ATHENS – After making deals with Saudi Arabia, Greece is moving toward making more with the United Arab Emirates in a number of sectors, less than a year after signing a cooperation agreement over foreign policy and defense.
The New Democracy government, trying to accelerate an economic recovery during the waning COVID-19 pandemic, is focusing especially on energy, including renewables to get away from reliance on oil and gas.
The prospective deals with the UAE, said Kathimerini, could also include tourism, infrastructure, real estate and with small and medium-sized enterprises as Greece has become more attractive to foreign investors.
Greek diplomats not named told the paper that the Abu Dhabi Developmental Holding Company (ADQ) is looking into Greek pharmaceuticals, ports – especially Iraklio on Crete – logistics, airports and highways as well as energy.

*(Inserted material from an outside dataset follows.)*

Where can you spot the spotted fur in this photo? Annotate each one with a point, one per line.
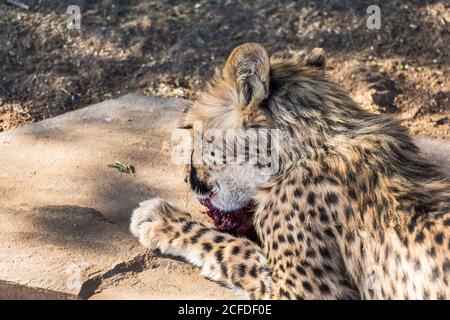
(353, 211)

In May, ADQ signed a strategic investment cooperation agreement with the Hellenic Development Bank and the Hellenic Development Bank of Investments to spend 4 billion euros ($4.02 billion) in Greek investments.
ADNOC, Abu Dhabi’s state petroleum company, signed a deal with refiner Motor Oil to supply liquefied natural gas (LNF) to Greece, including a planned floating storage and regasification unit off Motor Oil’s installations, the report said.

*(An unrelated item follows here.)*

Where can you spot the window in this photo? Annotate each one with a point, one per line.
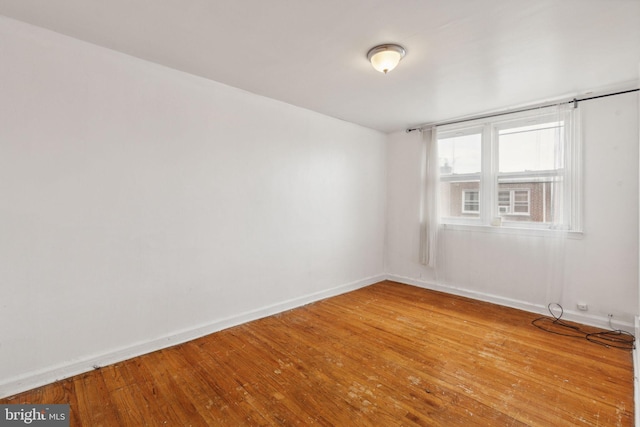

The investment fund Masdar is considering renewables, including wind parks, on Greek islands where there has been some opposition and was said interested in producing “green” hydrogen, desalination units powered from renewables, as well as energy storage projects too.
The Mubadala fund earlier acquired interests in fisheries and now said it will have a partnership with the Costamare group to build a hotel, golf course and housing in southwestern Greece and looking into investments in shipping, marinas and also several clinics.